The narration was mostly Omniscient Third but is constantly interspersed with the inner monologue of the Eli character when he's in a scene. It made for awkward reading. He's not the main character of the book blurb, Simon Kovalic, so it made me question why we needed to head hop into this guy's running thoughts and worse, it didn't improve the reading. I kept feeling like he was interrupting the story with his unnecessary prattling on and they weren't even hitting high on the wit meter. I mean, let him prattle on but don't make readers have to go with it. Why is the inside of his head so important here? Why not Simon, Page or Nat? It felt like one more thing to take up time instead of getting on with the story.
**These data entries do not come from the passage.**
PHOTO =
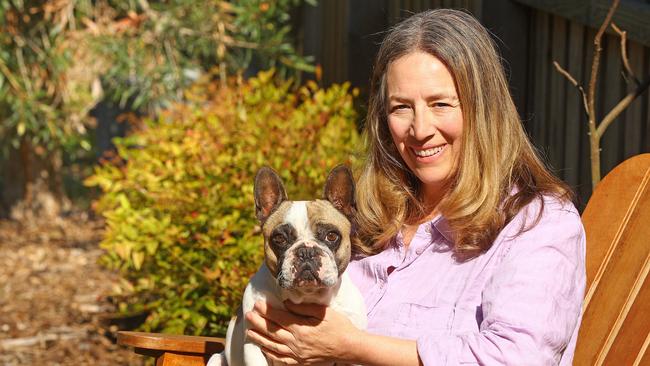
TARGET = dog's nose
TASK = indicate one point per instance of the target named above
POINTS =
(306, 253)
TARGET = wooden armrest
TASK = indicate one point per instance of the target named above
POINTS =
(170, 349)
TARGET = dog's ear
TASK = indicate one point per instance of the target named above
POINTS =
(269, 193)
(339, 190)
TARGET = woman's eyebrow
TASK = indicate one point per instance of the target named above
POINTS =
(434, 96)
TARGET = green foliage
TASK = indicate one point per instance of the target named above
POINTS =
(178, 198)
(161, 47)
(42, 97)
(53, 55)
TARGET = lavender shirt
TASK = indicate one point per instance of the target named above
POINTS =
(517, 304)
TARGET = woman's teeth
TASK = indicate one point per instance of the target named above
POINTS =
(429, 152)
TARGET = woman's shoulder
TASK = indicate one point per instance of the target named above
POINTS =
(548, 208)
(546, 222)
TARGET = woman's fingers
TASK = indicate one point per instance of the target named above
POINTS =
(278, 358)
(266, 326)
(278, 349)
(280, 316)
(311, 310)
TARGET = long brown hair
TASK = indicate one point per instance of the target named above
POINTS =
(498, 171)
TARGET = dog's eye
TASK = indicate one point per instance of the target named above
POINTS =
(332, 236)
(278, 239)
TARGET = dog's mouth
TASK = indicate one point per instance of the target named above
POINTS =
(307, 276)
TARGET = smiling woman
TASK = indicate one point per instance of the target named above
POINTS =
(425, 119)
(471, 251)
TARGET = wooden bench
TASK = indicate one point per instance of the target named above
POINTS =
(616, 311)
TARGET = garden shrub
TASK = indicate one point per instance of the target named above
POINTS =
(178, 195)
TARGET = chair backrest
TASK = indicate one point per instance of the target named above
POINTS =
(616, 312)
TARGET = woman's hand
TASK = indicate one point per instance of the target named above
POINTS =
(304, 335)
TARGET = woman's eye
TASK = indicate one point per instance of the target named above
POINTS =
(400, 107)
(332, 236)
(441, 105)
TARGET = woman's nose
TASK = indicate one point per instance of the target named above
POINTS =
(423, 125)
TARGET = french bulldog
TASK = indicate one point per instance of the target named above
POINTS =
(307, 247)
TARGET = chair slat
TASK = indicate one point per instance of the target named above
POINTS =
(617, 222)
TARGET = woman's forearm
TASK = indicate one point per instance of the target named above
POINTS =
(369, 349)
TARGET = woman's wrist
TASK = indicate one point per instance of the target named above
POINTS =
(352, 346)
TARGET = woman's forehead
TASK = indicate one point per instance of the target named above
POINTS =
(419, 73)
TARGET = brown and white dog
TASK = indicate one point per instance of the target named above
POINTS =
(307, 247)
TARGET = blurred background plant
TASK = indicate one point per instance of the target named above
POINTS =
(178, 197)
(58, 59)
(176, 192)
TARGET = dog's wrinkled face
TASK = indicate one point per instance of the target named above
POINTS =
(307, 243)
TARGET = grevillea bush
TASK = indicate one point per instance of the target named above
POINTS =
(178, 195)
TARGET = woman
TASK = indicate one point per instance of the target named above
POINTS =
(474, 253)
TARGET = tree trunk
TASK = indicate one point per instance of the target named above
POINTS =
(33, 185)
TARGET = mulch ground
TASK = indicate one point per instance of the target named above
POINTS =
(54, 297)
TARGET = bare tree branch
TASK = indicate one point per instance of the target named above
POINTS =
(626, 61)
(596, 61)
(574, 82)
(620, 107)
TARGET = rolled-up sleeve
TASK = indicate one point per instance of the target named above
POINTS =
(531, 304)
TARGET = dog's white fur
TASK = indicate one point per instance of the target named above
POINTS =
(343, 297)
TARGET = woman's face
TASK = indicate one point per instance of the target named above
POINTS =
(425, 119)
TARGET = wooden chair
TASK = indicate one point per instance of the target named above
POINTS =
(616, 311)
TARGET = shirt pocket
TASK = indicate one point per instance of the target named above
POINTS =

Not fun. Really not fun.

Whilst reading I kept thinking about The Expanse books by James S.A. Corey and it was unfortunate because I was also reminded I'd found those characters and story pace was more enjoyable even without the densest plot. I think this book has the bones of a good story but it was too enamoured with its attempts at coolness it never bothers much to get into it. If the banter & Eli's inner monologues were cut by a third and the plot tightened up and given that third this could have been quite fantastic. Three stars because it felt more middling than just okay.

Many thanks to the publisher for the Advanced Reader Copy.

Summary: A new Cold War threatens the galaxy, in this fast-paced and wisecracking thriller of spies and subterfuge.
Simon Kovalic, top intelligence operative for the Commonwealth of Independent Systems, is on the frontline of the burgeoning Cold War with the aggressive Illyrican Empire. He barely escapes his latest mission with a broken arm, and vital intel which points to the Empire cozying up to the Bayern Corporation: a planet-sized bank. There's no time to waste, but with Kovalic out of action, his undercover team is handed over to his ex-wife, Lt Commander Natalie Taylor. When Kovalic's boss is tipped off that the Imperium are ready and waiting, it's up to the wounded spy to rescue his team and complete the mission before they're all caught and executed.